2016年4月8日(金)

職人の技が光る! 一流店の「あんこ」

dancyu 2014年6月号

文・塩野米松 撮影・石井雄司

いろんな記録が残っているが、元禄2(1689)年に、江戸の菓子屋は49軒あったという。生類憐みの令を出した五代将軍綱吉の時代である。それから100年後の天明7(1787)年には218軒。十一代家斉の時代で、田沼意次が失脚し、江戸や大阪で打ち壊しが起きたりした時代である。菓子屋の規模はわからないが、多くは江戸城の東側、日本橋を中心にした繁華街だった。

江戸時代の菓子事情を紹介しておく。

【1624年】長崎にカステラ屋開業。
【1717年】山本新六が向島長明寺前で桜餅を販売(諸説あり)。
【1772年】江戸で大福餅販売。当時は腹持ちがいいので腹太餅、大腹餅と呼ばれ、後に縁起のいい大福餅に。
【1807年】寒天を使う羊かん完成。

菓子の値段は、長明寺の桜餅が4文。団子も4文。労働賃金換算なら1文が30~50円。まぁ、100円ぐらいで桜餅や団子が食えたんでしょう。幕末近くなると、大工の日当が1100~1500文、そば16文。砂糖一斤(600g)が320文。

こんな時代から続いている菓子屋が東京には10軒ぐらいある。そのうち日本橋近辺の3軒を訪ねて「江戸のあんこ」とはいかなるものであったか取材させてもらった。

あんこ(以下、餡(あん)と表記)は和菓子の基礎で、その店の味を決める重要なファクターだ。
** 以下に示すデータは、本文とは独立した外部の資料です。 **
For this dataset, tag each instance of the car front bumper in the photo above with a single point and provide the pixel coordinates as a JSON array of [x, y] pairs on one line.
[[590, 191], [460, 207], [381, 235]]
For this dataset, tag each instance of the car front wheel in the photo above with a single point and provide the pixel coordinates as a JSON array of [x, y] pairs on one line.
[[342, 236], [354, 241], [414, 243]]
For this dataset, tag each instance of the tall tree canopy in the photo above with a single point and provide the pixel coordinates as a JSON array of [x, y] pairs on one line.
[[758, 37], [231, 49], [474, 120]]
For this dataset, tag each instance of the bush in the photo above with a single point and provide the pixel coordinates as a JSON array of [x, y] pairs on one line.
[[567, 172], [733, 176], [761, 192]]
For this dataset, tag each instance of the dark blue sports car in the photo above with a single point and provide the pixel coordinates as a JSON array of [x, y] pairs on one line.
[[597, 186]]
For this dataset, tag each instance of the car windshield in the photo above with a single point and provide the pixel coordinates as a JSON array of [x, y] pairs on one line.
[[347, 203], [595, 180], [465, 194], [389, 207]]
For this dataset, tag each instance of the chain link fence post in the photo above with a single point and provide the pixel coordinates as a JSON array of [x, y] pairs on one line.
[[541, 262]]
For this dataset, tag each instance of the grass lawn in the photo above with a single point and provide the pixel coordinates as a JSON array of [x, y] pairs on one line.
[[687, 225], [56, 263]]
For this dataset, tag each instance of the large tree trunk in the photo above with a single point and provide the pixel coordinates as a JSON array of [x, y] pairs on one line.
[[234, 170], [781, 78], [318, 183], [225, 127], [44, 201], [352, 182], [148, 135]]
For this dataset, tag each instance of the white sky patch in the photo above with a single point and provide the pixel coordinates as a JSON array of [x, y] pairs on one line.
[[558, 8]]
各店に、引き継がれた餡づくりがあり、素材選びや工程、やり方にはそれぞれ理由がある。

餡づくりの工程は、小豆(しょうず)を洗って、ゆでこぼし、渋(しぶ)を抜く。その後砂糖を加えて煮詰める。これでつぶ餡(つぶし餡)ができる。こし餡は煮上げた小豆に水を加えて漉す。上澄みと呉(ご)(豆の中身)に分かれる。呉を布袋に入れて搾る。袋に残ったのが生餡。これに砂糖を加えて捏ね上げたのが、こし餡。

原理はシンプルなものである。店ごとに違うのは、渋の抜き方、砂糖の量、煮加減、皮の残し方、柔らかさ、隠し味の塩の有無、量、水飴などを入れるか入れないか。工程が単純なだけに、加減、塩梅という実に表現しづらい部分で競うことになる。

手順を踏めば餡はできるが、思いの餡をつくるには経験と勘、受け継がれた技が必要だ。できるのではなく、つくるのだとなれば、そう簡単ではない。